Una creencia que gesté hace décadas,
y que seguramente fue útil en aquel momento,
tiene muchas probabilidades de ser ineficaz y disfuncional
en el presente,
necesito hacerme consciente de que sigue presente y marcando
cada una de mis decisiones.
Llamamos percepción a esa capa intermedia entre la realidad
y nosotros,
cuando veo o escucho a otra persona,
no es en realidad a ella a quien veo o escucho,
sino a mi capacidad de percepción,
que integra la información recibida de mis sentidos,
con la enorme mochila de significados que he ido asignando
en el pasado.
Todo esto genera un error, veo y oigo lo que verdaderamente
no está ahí,
comprendo lo que no existe,
desarrollo un mundo de ilusiones
y creo juicios sin fundamento,
así me frustro, no soy capaz de cumplir mis expectativas y
en definitiva sufro.
Es dolor, un dolor que va creciendo,
por mucho umbral de dolor que tenga,
llega un momento en el que es tan fuerte,
que no puedo dejar de pensar que debe haber mejores caminos
en la vida.
Mi juego es construir creencias, sentir que me dan miedo,
y, en consecuencia, sufrir por el miedo emitido por algo que
es pura ilusión,
como decía Calderón, una sombra, una ficción...porque los
sueños, sueños son.
A veces creo que el mundo es un lugar hostil, en el que
estoy abandonado a mi suerte,
es un mundo de nacimientos y muertes basado en mi creencia
de escasez y de pérdida,
creo que estoy, en más o menos grado, disgustado con el
mundo por mis creencias,
de que es el exterior o los demás quienes me hacen sentir
desdichado.
Creo que no puedo ver más que con los ojos del cuerpo, y si
no, no existe;
esta creencia me lleva a negar la visión espiritual,
en última instancia, incluso espacio y tiempo son meramente
creencias,
aquello de lo que doy fé, demuestra mis creencias y así las
refuerzo,
es como ir engordando una bola de nieve,
cuando uno piensa que está en proceso de deshacerse de ella,
reaparece con renovada fuerza,
las creencias están en vilo,
en la medida en que esté dispuesto a someter a duda a mis
creencias,
en esta misma medida quedarán corregidas mis percepciones.

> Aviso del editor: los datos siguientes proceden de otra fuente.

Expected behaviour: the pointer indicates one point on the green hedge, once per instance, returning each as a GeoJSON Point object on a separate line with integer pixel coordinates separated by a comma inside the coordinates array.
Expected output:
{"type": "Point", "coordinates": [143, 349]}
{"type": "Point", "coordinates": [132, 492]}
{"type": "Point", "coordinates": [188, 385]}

Por eso, las aproximaciones terapéuticas tradicionales
basadas en la racionalidad y la palabra,
no son capaces de crear una verdadera diferencia.
Solo es posible la sanación a través de una línea
terapéutica,
en la que se induzca un estado alternativo de percepción,
y se posibilite ver lo que habitualmente no es posible ver.
La meditación guiada es un método experimentado,
a través de estas meditaciones he experimentado varios
viajes al pasado,
he podido ponerme en los pies de ese niño que vivía lo que
yo ahora no recuerdo,
y he podido comprender y sanar muchos de mis problemas que
actualmente sufro.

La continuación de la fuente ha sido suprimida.